When his wife is discussing cannibalism with the tour guide, the guide says that dish was "a terrible harmony."
Watching his wife eat, the narrator imagines the sensation of his wife tearing into his flesh and chewing.
These references are an acknowledgment, I think, that life can't be easily divided into the individual experiences of the senses. Its a cute idea to say that this story is about taste or hearing, but we interact with the world in a much more multifaceted way.

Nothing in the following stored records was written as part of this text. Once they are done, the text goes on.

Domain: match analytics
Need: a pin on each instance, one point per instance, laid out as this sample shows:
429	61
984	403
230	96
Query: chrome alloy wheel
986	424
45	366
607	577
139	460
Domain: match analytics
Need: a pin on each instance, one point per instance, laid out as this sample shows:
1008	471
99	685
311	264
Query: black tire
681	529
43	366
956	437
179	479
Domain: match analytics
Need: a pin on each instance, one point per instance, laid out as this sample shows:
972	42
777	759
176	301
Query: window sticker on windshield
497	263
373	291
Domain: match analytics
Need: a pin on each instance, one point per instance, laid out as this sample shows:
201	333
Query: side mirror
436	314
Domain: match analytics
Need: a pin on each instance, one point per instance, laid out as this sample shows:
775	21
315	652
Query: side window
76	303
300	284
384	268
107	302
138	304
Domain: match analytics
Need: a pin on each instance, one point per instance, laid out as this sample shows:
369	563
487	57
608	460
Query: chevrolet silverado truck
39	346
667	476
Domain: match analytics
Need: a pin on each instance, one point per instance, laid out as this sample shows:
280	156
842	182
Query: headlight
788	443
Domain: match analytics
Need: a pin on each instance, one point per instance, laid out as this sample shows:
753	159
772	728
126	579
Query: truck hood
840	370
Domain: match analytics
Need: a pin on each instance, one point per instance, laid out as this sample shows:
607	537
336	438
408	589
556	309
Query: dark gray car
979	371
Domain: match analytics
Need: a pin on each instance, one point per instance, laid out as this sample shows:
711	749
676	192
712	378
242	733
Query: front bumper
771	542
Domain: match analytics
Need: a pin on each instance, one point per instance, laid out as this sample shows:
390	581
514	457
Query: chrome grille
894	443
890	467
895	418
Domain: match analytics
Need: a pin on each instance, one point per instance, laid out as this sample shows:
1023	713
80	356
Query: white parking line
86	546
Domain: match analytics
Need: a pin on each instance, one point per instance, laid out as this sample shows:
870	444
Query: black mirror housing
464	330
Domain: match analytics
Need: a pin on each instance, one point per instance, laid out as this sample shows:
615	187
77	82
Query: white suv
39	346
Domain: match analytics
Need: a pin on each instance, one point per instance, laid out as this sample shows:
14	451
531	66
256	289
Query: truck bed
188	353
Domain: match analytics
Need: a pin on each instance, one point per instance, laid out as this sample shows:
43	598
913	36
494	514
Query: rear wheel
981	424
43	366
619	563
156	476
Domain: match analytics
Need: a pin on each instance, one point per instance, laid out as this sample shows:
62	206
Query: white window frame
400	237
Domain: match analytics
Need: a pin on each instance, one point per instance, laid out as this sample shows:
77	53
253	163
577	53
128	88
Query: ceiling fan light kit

I agree with Blair that the second person narration doesn't hold up. The only other story that I have read in second person was by Junot Diaz (who I am obligated to now mention in every post). The best aspect of Diaz's writing is his personal, informal voice and it allowed for a rhythm similar to that of someone talking with you. Calvino could have replaced the "you"'s with "he"'s just fine. Diaz's story was also much shorter, whereas in the Calvino story the gimmick got old after awhile.
The two missing senses might be the most difficult to imagine in this context. 99 percent of stories are "sight" stories and focus on relaying visual images. I'd imagine touch being a story in the vein of "Johnny Got his Gun" (or "One" by Metallica). The protagonist would have to be blind, mute, unable to smell and deaf -- existing only as a consciousness and kept alive through the sensation of physical contact. Something about touch is different than the other senses and I think its because the loss of touch is paralysis. Its the most basic way we interact with the world and losing it means either paralysis or death, but its also overshadowed by all the other senses.
Or maybe not. Maybe a story about touch could the simplest of all five.